価値創造の知・第72夜 「6.巻き込まれる力」@革新の7つの力

2017年10月3日 選ばれる力

「巻き込む力」には、「巻き込まれる力」が必要で、同様に、「巻き込まれる力」には、「巻き込む力」が必要です。
この二つの力が相乗して、成長・成功に向かいます。

それでは、実例として「社長直訴そしてヒット商品緊急開発プロジェクトへ」というコラム(第14夜)を取り上げます。
それは、39歳の時に社長直轄「ヒット商品緊急開発プロジェクト」のプロジェクトリーダーとしてご指名いただいたコトから始まります。
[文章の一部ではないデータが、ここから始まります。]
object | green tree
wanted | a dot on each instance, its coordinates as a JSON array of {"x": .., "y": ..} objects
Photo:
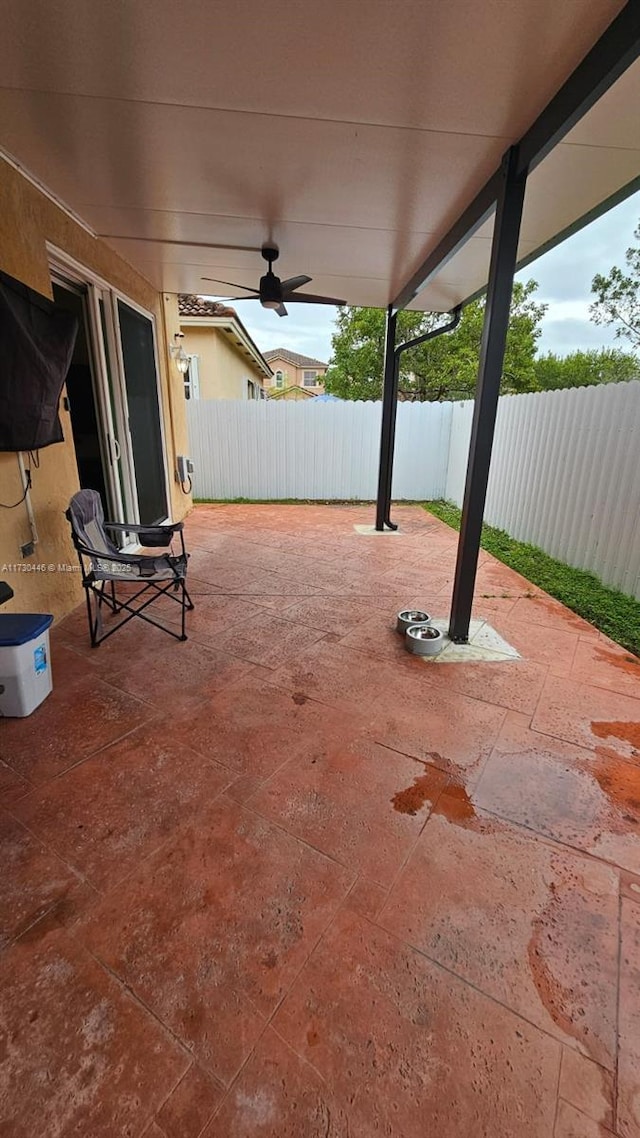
[
  {"x": 442, "y": 369},
  {"x": 617, "y": 296},
  {"x": 585, "y": 369}
]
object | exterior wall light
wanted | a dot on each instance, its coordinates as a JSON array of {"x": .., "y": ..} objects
[{"x": 178, "y": 353}]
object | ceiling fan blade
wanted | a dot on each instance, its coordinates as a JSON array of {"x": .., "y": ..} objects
[
  {"x": 310, "y": 298},
  {"x": 294, "y": 282},
  {"x": 230, "y": 283}
]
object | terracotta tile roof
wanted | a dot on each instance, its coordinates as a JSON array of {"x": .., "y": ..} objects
[
  {"x": 294, "y": 357},
  {"x": 190, "y": 305},
  {"x": 281, "y": 392}
]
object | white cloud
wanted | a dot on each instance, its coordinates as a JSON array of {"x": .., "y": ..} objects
[
  {"x": 565, "y": 273},
  {"x": 564, "y": 277}
]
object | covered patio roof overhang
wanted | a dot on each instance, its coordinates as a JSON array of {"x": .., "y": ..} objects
[{"x": 401, "y": 154}]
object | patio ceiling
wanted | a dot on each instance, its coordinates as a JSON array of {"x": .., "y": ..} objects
[{"x": 352, "y": 134}]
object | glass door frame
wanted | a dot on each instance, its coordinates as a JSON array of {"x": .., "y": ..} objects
[{"x": 111, "y": 387}]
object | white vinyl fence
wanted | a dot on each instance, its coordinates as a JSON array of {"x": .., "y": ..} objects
[
  {"x": 565, "y": 471},
  {"x": 565, "y": 476},
  {"x": 287, "y": 450}
]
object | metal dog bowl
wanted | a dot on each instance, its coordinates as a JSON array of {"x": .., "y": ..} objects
[
  {"x": 424, "y": 640},
  {"x": 409, "y": 617}
]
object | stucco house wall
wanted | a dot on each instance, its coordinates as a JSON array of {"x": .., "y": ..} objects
[{"x": 29, "y": 220}]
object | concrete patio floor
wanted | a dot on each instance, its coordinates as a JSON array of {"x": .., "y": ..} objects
[{"x": 286, "y": 880}]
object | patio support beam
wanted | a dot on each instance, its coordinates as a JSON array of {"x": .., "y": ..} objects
[
  {"x": 390, "y": 409},
  {"x": 616, "y": 49},
  {"x": 503, "y": 258},
  {"x": 387, "y": 431}
]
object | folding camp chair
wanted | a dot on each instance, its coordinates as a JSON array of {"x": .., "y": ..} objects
[{"x": 104, "y": 567}]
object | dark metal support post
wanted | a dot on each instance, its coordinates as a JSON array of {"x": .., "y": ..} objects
[
  {"x": 503, "y": 257},
  {"x": 385, "y": 477},
  {"x": 387, "y": 433}
]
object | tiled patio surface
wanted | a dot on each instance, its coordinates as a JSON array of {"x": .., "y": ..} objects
[{"x": 286, "y": 880}]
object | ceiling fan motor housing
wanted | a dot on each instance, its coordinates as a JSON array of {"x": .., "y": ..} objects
[{"x": 270, "y": 291}]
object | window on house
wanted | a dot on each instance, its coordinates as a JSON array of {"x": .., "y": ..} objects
[{"x": 191, "y": 380}]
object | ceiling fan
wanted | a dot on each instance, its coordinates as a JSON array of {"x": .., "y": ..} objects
[{"x": 272, "y": 293}]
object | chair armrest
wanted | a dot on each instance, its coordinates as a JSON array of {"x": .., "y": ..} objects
[
  {"x": 172, "y": 527},
  {"x": 153, "y": 536}
]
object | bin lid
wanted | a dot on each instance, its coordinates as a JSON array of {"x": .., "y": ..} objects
[{"x": 19, "y": 627}]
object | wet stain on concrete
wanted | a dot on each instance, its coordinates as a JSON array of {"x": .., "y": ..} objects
[
  {"x": 620, "y": 782},
  {"x": 556, "y": 998},
  {"x": 617, "y": 728},
  {"x": 456, "y": 806},
  {"x": 628, "y": 664},
  {"x": 415, "y": 797}
]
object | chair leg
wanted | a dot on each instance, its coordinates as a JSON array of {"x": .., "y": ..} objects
[{"x": 183, "y": 613}]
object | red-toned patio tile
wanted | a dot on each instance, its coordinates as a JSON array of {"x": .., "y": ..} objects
[
  {"x": 177, "y": 675},
  {"x": 366, "y": 898},
  {"x": 588, "y": 1087},
  {"x": 72, "y": 723},
  {"x": 362, "y": 805},
  {"x": 277, "y": 586},
  {"x": 589, "y": 716},
  {"x": 515, "y": 684},
  {"x": 630, "y": 885},
  {"x": 214, "y": 616},
  {"x": 629, "y": 1029},
  {"x": 34, "y": 882},
  {"x": 154, "y": 1131},
  {"x": 530, "y": 924},
  {"x": 211, "y": 931},
  {"x": 278, "y": 1095},
  {"x": 221, "y": 571},
  {"x": 552, "y": 646},
  {"x": 13, "y": 786},
  {"x": 573, "y": 1123},
  {"x": 80, "y": 1057},
  {"x": 449, "y": 731},
  {"x": 541, "y": 609},
  {"x": 377, "y": 636},
  {"x": 254, "y": 728},
  {"x": 408, "y": 1048},
  {"x": 268, "y": 641},
  {"x": 107, "y": 814},
  {"x": 585, "y": 799},
  {"x": 190, "y": 1105},
  {"x": 607, "y": 666},
  {"x": 330, "y": 613}
]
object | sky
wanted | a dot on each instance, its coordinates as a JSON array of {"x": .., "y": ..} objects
[{"x": 564, "y": 277}]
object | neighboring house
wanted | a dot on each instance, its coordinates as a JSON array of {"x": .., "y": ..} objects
[
  {"x": 290, "y": 369},
  {"x": 295, "y": 393},
  {"x": 224, "y": 363}
]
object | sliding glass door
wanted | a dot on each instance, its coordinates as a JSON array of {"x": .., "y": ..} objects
[
  {"x": 145, "y": 423},
  {"x": 116, "y": 413}
]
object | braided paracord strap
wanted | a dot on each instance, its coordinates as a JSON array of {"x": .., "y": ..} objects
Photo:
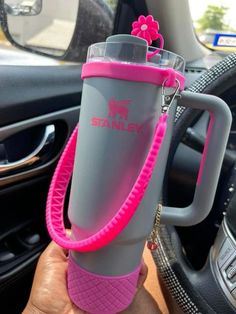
[{"x": 58, "y": 188}]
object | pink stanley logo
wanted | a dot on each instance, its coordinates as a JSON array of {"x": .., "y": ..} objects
[
  {"x": 117, "y": 117},
  {"x": 118, "y": 108}
]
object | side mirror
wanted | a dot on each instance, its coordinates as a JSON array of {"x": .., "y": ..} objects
[{"x": 57, "y": 28}]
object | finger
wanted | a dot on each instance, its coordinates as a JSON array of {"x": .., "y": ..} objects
[{"x": 55, "y": 252}]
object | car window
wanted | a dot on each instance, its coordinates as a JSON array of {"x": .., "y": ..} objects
[{"x": 214, "y": 23}]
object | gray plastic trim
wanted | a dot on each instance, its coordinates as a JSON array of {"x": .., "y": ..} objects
[{"x": 205, "y": 191}]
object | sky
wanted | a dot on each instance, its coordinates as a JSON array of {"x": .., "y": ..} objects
[{"x": 199, "y": 6}]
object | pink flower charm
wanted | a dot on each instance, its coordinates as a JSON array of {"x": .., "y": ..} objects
[{"x": 146, "y": 28}]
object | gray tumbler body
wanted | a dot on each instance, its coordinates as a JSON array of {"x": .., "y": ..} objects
[{"x": 117, "y": 124}]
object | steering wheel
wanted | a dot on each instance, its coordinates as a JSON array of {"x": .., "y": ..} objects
[{"x": 205, "y": 289}]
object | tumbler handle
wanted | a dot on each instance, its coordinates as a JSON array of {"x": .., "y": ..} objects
[{"x": 211, "y": 162}]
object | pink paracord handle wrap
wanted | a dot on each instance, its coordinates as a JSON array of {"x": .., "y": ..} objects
[{"x": 58, "y": 188}]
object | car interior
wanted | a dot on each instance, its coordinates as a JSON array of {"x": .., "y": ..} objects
[{"x": 40, "y": 108}]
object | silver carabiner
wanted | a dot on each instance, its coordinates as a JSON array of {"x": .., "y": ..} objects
[{"x": 167, "y": 99}]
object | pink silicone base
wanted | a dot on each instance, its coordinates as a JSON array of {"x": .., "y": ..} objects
[{"x": 100, "y": 294}]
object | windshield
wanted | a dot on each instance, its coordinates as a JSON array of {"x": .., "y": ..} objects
[{"x": 214, "y": 22}]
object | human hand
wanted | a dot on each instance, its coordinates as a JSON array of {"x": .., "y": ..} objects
[{"x": 49, "y": 290}]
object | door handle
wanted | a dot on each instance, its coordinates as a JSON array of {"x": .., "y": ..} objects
[{"x": 44, "y": 146}]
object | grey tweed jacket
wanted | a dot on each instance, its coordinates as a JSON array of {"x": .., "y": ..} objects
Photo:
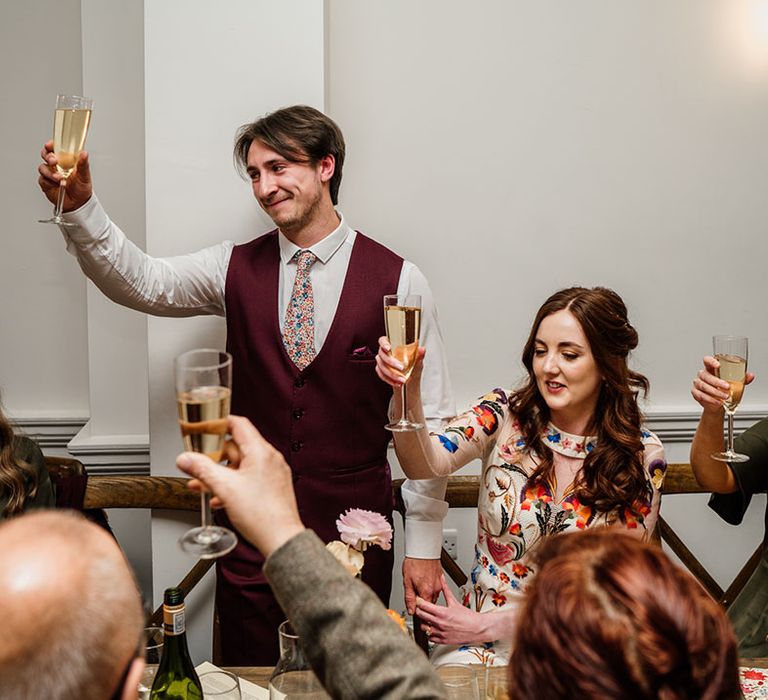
[{"x": 354, "y": 648}]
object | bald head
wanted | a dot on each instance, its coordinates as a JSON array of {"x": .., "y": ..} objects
[{"x": 70, "y": 608}]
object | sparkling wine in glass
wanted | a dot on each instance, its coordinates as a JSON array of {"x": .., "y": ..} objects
[
  {"x": 203, "y": 392},
  {"x": 70, "y": 127},
  {"x": 402, "y": 316},
  {"x": 731, "y": 352}
]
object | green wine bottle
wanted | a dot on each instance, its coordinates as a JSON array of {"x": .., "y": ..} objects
[{"x": 176, "y": 677}]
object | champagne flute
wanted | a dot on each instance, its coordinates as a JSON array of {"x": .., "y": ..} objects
[
  {"x": 402, "y": 317},
  {"x": 459, "y": 681},
  {"x": 203, "y": 392},
  {"x": 731, "y": 352},
  {"x": 70, "y": 126},
  {"x": 153, "y": 649}
]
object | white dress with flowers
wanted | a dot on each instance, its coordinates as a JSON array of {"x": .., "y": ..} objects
[{"x": 514, "y": 514}]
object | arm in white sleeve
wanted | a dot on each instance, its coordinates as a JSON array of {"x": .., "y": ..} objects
[
  {"x": 185, "y": 285},
  {"x": 424, "y": 499}
]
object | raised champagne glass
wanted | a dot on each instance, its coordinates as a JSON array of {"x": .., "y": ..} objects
[
  {"x": 70, "y": 127},
  {"x": 731, "y": 352},
  {"x": 203, "y": 393},
  {"x": 402, "y": 317}
]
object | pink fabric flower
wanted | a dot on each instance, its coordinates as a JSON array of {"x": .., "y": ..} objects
[
  {"x": 360, "y": 528},
  {"x": 347, "y": 556}
]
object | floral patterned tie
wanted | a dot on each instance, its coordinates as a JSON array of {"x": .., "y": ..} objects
[{"x": 299, "y": 329}]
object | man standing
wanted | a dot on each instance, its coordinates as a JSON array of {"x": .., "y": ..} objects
[
  {"x": 72, "y": 617},
  {"x": 304, "y": 311}
]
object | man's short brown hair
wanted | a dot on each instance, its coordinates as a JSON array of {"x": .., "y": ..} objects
[{"x": 300, "y": 134}]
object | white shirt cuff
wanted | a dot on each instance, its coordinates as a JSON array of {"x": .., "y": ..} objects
[
  {"x": 425, "y": 511},
  {"x": 423, "y": 539}
]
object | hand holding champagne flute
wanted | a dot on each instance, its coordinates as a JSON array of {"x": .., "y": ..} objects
[
  {"x": 70, "y": 127},
  {"x": 402, "y": 317},
  {"x": 731, "y": 353},
  {"x": 203, "y": 392}
]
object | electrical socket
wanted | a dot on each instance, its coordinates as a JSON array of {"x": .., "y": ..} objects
[{"x": 450, "y": 543}]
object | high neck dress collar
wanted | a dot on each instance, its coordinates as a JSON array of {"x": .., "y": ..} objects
[{"x": 578, "y": 446}]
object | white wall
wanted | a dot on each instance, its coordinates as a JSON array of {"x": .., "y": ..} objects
[
  {"x": 508, "y": 149},
  {"x": 43, "y": 348},
  {"x": 514, "y": 148}
]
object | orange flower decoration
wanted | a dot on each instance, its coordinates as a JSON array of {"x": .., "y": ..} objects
[
  {"x": 533, "y": 494},
  {"x": 520, "y": 570},
  {"x": 499, "y": 600}
]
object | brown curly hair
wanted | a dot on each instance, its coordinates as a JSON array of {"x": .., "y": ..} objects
[
  {"x": 609, "y": 616},
  {"x": 18, "y": 480},
  {"x": 612, "y": 476}
]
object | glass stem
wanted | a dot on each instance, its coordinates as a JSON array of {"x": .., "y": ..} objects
[
  {"x": 60, "y": 200},
  {"x": 205, "y": 509},
  {"x": 730, "y": 431}
]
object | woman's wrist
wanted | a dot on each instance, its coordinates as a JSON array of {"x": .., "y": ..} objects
[{"x": 496, "y": 625}]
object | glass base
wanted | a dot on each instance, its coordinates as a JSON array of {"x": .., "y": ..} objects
[
  {"x": 403, "y": 426},
  {"x": 58, "y": 221},
  {"x": 730, "y": 457},
  {"x": 208, "y": 542}
]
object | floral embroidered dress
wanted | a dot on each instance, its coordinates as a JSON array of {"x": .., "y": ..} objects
[{"x": 514, "y": 514}]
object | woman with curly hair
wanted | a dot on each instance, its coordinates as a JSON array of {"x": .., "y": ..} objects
[
  {"x": 611, "y": 617},
  {"x": 24, "y": 480},
  {"x": 566, "y": 451}
]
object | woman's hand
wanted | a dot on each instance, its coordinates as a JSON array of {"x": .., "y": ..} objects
[
  {"x": 709, "y": 390},
  {"x": 455, "y": 624},
  {"x": 390, "y": 369},
  {"x": 79, "y": 185}
]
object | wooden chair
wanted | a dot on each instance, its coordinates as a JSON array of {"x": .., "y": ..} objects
[
  {"x": 462, "y": 492},
  {"x": 153, "y": 492}
]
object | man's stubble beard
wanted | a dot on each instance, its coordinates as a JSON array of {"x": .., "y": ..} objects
[{"x": 303, "y": 218}]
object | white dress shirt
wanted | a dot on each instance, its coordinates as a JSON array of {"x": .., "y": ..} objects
[{"x": 194, "y": 284}]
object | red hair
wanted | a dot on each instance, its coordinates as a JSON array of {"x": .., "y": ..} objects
[{"x": 609, "y": 616}]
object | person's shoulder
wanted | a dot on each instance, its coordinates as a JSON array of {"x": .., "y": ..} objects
[{"x": 372, "y": 246}]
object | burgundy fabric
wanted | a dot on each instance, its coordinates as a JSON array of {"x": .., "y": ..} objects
[{"x": 327, "y": 420}]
早速、全社経営会議でプロジェクトの「①ポリシー、②スタイル、③プラニング」をプレゼンテーションすることになります。 その経営会議の前に、新社長に「自分はこのプロジェクトが失敗したら会社を辞めます」と本気の覚悟を伝えました。
経営会議後に新社長から呼ばれ「辞めなくていい。その代わり、入口(プラン)から出口(販売)まで責任を持て。そして思い切ってやれ」と言われました。
プロジェクトの立ち上げ時は、自分含めて3名(総務・企画)だけでした。新社長に「責任をとるために、社内から選りすぐりメンバーを一本釣りしたい」とお願いに行き了承いただきました。それから人買いを始めるのですがこれはこれで大変でした。その凄まじい話はさておいて、「マーケ・販売」の逸材を説得に、とある営業所に行きました。
彼は自分と同期なのですが、「提案内容は了解した。ただし、今まで筋のいい提案が経営に上がるときに、そこで口出しされて、捻じ曲げられたことで何度も失敗している。
一気通貫で自分たちの想いが入口から出口までできるのなら引き受ける」と。
この一気通貫が、私達の重要な「スタイル」の一つになりました。

社内で、選りすぐりのメンバーを探す時に、あなたならどうしますか?
それが「巻き込まれる力」に関係してきます。
「じんざい」は下記の4つに分類できます。
①人財: 動きを起こす人(仕掛け型)
②人材: 動きに巻き込まれた人(こなし型)
③人在: 動きを見守る人
④人罪: 動きが起こったことすら知らない人

さて、あなたはどこに所属していますか?

「動きを起こす人」には「巻き込む力」が必要です。人は一人では何もできません。
リーダーに必要なのは、上記事例の自分の同期の様に、キラリと輝くポリシーと経験を持ち、提案力・行動力をも併せ持つ「巻き込まれる力=選ばれる力」を持つ人材です。そのような人材と『共創・創発』することで大きな力が発生します。
そのようなメンバーを集めました。このパートナーたちがいなければ、連続のヒット商品は生まれませんでした。
ポイントは、パートナーたちが活躍できる『舞台をつくる』ことです。
リーダーがすることは、志・覚悟・ミッションを持って、変わるべき方向・ビジョンを示し、それを実現する「舞台」をつくり、そこで沢山の人たちに喜んで演じてもらい、「囲い込むことではなく、囲まれるプラットフォーム」をどう創るかです。

さてさて、「巻き込まれる力」に戻りますと、用意・準備ができている人に「白羽の矢」が立ちます。この「巻き込まれる力」を持っている人が育っていなくて、少なくなってきているように思います。
「効率」ばかりに目がいっていると、そのような人材は残念ながら育ちません。
多くの会社をご支援してきて実感したことですが、経営戦略部や戦略企画部からの選出メンバーは、ほとんど「良い子」です。この「良い子」は上記②人材: 動きに巻き込まれた人(こなし型)のためトップからは従順で可愛くみえますが、「仕掛け」ができません。
彼らを「こなし型」から「仕掛け型」に変換することが、こちらの腕の見せ所であり、価値創造企業・価値創造地域にはそれが必要です。

「巻き込む力」と「巻き込まれる力」がタッグを組んで、新しい大きい価値が創造されます。
ただ、絶対的に不足しているのが、「巻き込む力」です。
ここまで記してきて、改めて「革新」を実現するには、7つの力の『一気通貫』の必要性を確信します。

第60夜の図解の様に、核心は「熱意・愛」(内側)です。そこから本質を極めて「創造・構想」による確信の元(縁側)が生まれ、「伝わり・巻き込む」(外側)ことで革新に至ります。
あなたは、「巻き込む力=仕掛ける力」と「巻き込まれる力=選ばれる力」のどちらに関心がありますか?